What inspires your work? The challenge of capturing the image in its likeness while telling a story I find inspiring and hopefully my viewers and collectors find attractive. The beauty of women and the stunning, graceful lines of their bodies is something I have always placed on a pedestal and learned to appreciate through my father as I was younger and through the drawings, paintings and sculpture of some of the masters of our time. I've matured in my tastes by being exposed to masterpieces by Michelangelo, Rodin, da Vinci, to name a few.
How does Miami/South Florida influence your work? I've only been back from Los Angeles just over 5 years at the time of this writing. I must admit, I haven't spent much time in Miami, and therefore it hasn't had much if any influence on my art personally, with the exception of my exposure to the primitive, but topical art of the late Purvis Young of Overtown. Fort Lauderdale, on the other hand, where I lived from 1967-84, is where I go looking for classic tropical settings that include the sand beaches, clear beautiful color of the water, the swaying palm trees and the sun, and the shadows it provides in the morning and afternoon. I also find myself sketching many of the 'free' models sitting or lying on the beach near me. I don't impose on anyone; after all, they are there to enjoy the beach for their own reasons. It forces me to sketch quickly while I study bone and muscle structure, as well as light and shadow. They don't realize what I'm doing and I'm not taking anything from them, so "no harm, no foul." And I save $20-$60 per hour for a model to pose, although not always in the pose I prefer, but hey, it's free!

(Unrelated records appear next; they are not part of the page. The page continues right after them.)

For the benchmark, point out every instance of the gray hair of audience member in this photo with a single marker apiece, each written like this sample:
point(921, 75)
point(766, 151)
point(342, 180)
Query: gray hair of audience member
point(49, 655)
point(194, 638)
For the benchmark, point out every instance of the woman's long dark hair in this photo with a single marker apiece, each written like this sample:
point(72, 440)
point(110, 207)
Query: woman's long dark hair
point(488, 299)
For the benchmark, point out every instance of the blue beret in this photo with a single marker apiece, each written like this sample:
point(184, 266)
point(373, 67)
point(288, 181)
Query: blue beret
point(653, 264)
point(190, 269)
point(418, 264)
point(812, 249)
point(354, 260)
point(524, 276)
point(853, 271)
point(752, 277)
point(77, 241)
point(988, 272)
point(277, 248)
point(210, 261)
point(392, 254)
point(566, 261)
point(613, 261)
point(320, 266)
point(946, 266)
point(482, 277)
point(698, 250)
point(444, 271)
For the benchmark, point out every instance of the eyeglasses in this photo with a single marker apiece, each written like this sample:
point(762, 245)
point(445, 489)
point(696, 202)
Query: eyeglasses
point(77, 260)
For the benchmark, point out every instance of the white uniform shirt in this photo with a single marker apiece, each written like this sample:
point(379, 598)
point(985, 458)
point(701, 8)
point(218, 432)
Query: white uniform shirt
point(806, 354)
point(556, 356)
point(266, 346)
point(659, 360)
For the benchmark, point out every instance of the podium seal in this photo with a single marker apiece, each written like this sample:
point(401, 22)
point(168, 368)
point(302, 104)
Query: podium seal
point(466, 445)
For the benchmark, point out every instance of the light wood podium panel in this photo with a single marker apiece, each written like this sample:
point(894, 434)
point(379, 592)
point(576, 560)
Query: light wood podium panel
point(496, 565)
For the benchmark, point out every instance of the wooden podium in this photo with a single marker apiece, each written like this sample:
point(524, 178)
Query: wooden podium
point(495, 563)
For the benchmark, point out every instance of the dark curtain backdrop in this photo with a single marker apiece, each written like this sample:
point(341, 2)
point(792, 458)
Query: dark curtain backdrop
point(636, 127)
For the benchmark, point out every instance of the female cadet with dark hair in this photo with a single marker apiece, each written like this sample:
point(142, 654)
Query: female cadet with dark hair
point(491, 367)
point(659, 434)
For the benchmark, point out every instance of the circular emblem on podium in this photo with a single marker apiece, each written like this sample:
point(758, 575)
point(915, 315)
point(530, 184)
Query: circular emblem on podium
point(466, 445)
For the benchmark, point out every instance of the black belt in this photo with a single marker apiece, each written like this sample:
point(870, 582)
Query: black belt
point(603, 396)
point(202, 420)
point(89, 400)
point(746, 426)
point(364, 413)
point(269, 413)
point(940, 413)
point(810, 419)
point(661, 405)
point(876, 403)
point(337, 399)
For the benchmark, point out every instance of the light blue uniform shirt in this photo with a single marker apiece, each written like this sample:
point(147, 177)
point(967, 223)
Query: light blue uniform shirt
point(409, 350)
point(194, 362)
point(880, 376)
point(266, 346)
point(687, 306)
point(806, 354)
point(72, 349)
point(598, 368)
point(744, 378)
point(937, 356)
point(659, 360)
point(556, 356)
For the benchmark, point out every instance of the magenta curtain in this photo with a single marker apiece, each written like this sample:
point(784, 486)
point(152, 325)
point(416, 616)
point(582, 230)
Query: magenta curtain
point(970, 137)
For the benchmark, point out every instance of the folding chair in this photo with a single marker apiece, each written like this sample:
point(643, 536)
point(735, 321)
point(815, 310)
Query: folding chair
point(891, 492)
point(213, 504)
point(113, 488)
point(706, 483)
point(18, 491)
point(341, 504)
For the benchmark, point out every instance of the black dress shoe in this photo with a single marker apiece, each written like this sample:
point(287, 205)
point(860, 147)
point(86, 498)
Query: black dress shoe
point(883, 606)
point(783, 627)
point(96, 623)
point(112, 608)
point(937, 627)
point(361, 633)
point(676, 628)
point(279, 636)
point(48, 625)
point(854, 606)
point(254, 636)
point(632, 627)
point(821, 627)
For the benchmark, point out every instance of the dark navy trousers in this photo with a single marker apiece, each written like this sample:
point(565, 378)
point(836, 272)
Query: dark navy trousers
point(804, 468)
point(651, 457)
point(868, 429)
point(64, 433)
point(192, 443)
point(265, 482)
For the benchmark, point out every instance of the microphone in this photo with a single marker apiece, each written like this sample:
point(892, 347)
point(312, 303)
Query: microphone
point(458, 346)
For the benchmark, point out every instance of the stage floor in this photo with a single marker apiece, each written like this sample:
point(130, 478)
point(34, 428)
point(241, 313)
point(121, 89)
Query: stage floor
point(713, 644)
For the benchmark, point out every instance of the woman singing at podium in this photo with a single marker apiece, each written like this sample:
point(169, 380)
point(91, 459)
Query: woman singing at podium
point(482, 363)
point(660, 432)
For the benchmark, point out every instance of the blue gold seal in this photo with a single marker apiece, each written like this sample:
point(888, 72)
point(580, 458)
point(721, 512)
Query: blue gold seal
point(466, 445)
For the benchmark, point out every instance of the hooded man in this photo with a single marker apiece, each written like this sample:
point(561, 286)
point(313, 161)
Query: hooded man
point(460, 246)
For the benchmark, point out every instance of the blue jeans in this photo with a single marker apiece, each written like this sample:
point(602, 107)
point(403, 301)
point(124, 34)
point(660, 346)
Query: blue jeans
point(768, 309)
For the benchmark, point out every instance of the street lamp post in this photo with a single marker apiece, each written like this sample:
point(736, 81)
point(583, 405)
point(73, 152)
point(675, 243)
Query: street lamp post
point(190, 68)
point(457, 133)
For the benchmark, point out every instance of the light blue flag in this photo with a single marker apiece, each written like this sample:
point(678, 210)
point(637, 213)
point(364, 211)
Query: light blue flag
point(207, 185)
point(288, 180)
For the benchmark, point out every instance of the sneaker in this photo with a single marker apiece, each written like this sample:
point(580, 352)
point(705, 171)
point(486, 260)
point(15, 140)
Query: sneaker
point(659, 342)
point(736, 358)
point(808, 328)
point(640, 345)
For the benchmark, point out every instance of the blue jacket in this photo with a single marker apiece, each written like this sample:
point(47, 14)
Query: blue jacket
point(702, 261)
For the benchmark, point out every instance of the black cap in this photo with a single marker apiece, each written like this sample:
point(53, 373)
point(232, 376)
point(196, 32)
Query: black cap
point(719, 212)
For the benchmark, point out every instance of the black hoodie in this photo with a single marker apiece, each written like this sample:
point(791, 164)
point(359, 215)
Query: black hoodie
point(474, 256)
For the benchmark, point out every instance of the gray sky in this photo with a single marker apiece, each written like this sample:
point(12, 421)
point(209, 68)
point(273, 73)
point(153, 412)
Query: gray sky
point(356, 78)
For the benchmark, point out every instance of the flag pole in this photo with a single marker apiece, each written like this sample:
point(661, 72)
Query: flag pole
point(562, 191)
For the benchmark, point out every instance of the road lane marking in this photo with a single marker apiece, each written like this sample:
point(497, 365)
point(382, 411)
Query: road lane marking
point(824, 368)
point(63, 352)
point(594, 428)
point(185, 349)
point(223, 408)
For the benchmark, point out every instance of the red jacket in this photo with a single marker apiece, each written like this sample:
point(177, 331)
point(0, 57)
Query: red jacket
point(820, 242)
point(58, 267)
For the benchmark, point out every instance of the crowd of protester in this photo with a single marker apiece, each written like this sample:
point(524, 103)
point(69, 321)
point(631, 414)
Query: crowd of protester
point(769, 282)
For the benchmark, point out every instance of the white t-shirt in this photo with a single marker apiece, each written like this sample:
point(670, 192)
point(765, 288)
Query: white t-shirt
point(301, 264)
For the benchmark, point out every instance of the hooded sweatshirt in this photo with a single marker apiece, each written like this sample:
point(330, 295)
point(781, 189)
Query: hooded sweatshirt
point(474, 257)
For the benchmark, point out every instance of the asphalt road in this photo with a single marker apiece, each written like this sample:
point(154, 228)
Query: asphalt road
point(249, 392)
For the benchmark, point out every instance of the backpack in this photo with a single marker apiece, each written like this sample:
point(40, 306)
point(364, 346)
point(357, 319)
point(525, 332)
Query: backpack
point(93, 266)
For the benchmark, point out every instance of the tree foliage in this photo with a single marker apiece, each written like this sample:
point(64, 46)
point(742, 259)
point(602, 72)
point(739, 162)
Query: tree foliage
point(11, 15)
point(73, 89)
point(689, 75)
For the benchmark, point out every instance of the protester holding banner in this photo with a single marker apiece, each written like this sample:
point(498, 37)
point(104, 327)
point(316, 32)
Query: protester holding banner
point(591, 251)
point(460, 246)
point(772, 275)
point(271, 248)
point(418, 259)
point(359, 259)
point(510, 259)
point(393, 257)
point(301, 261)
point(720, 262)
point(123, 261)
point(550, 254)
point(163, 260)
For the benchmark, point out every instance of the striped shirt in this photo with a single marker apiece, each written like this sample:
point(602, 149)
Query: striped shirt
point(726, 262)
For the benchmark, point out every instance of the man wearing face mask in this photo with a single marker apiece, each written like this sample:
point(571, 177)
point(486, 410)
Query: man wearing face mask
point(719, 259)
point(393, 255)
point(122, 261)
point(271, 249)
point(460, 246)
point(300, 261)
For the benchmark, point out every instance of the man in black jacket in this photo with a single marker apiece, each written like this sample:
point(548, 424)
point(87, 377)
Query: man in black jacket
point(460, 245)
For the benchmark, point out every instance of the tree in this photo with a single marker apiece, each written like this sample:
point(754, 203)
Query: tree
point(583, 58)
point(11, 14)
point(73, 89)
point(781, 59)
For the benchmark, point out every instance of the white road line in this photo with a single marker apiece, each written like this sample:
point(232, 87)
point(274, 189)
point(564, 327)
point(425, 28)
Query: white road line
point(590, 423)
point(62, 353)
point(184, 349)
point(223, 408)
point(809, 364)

How would you describe your work? Realism that draws your attention to the detail to achieve the image and the play of light and shadow on the subject that gives it a dramatic feeling. In my photography, especially in the last 10 years, I capture a story that allows the viewer to interpret for themselves without me trying to pigeonhole them into my perspective. Either can be correct. My compositions invite you into the image so you can experience it in a very personal way.
What has been the most unusual reaction to your work from the public?
As for my photography, it has been mistaken at times as paintings, even though they have no special effects on them. While other photographs are abstract images that people find images in or interpret, based on their life's experiences and things they've been exposed to. When it comes to my Pen & Ink or pencil drawings, whether in the styles of Realism or Impressionism, it's usually as amazement of the detail of the work and the time and effort spent creating it.
What would you like to achieve as an artist?
Complete freedom to create what I have a passion for, and a voice to express it, while having my collectors appreciate it while paying me the highest compliment they can by purchasing it with their hard-earned money. I don't need popularity or fame. My art isn't ego-driven. I do it as a form of self-expression, as cliché' as that sounds, that has to be released, like having to eat every day. If I go too long without doing it, I crave it! And the freedom to travel this huge, interesting planet with all its beauty, grandeur and hidden ancient sites.
One pending at Rossetti Fine Art in Pompano, FL for a new, very unique collection I'm currently working on as Abstract/Expressionistic acrylic paintings on canvas and perhaps other substrates.
Where is your work available?
Examples of some of my photography can be found on http://Society6.com/EdWeber. Other works will be made available on another yet-to-be-determined site in the near future, so stay tuned...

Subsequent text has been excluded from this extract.